The one thing that Aloha from Hell has going for it, is that unlike Sandman Slim and Kill the Dead, it is not as littered with as many problematic failures. The word lame several times which is of course an ableist slur, and women are referred to with reductive language; however, that is still an improvement. The cast still remains White and straight however. It seems that diversity is just one leap Kadrey is as of yet unwilling to make. I suppose what I don't understand how a writer can create a world with all manner of angels, demons and Lucifer himself, but cannot imagine a single marginalized body in his narrative. The closet this series comes to a disabled character is Kasabian - a man without a body. I suppose I should just be thankful that he has at least stopped using gay slurs to attack straight men.
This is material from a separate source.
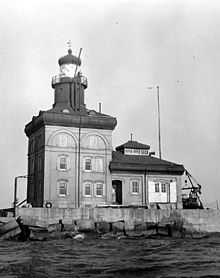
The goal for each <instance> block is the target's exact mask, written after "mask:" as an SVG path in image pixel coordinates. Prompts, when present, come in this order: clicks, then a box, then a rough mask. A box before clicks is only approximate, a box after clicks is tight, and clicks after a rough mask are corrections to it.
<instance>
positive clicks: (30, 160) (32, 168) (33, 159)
mask: <svg viewBox="0 0 220 278" xmlns="http://www.w3.org/2000/svg"><path fill="white" fill-rule="evenodd" d="M34 167H35V165H34V158H31V159H30V172H31V173H33V172H34Z"/></svg>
It is worth noting that erasure is it's own from of prejudice. Just because Kadrey didn't use f@ggot as an insult in this book does not mean it is not problematic that the entire large universe that he created does not have a single GLBT character. It is also worth noting that though a large part of the series is set in L.A., people of colour are notably absent. To read this sort of book one has to suspend belief but should the reader really have to go as far as to believe that city like L.A., or Hell where all the souls of the evil go is completely homogenized.
If Kadrey does write another book in this series, I will read it, not because I wonder what happens next, but because I try to finish whatever series I start. At the end of the novel, Stark becomes Lucifer because having defeated Mason, and Lucifer abdicating his position to return to heaven, Hell needs a new top dog. This it seems was always his destiny, and he is held to it when the Angel separates from him and disappears to heaven. I am assuming at this point that the goal of the next book will be to have Stark return to earth and re-unite with his judgmental angel. I can only hope that this confrontation does not take three books to occur, the way that the Mason vs Stark battle took.
This series won't bore you, but it won't really entertain you either. At best, it's mediocre, and at its worse, it is filled with so many fails, that you may feel the desire to throw the books across the room in disgust. The relationships are trite, though the world setting itself is very large. Considering that Kadrey had an entire universe to work with, he really didn't do much with it.
I am giving this book 2 1/2 fangs, though it had less fails than the other two books, simply because now that Kadrey is on his third book, he really should have offered his audience more than he did.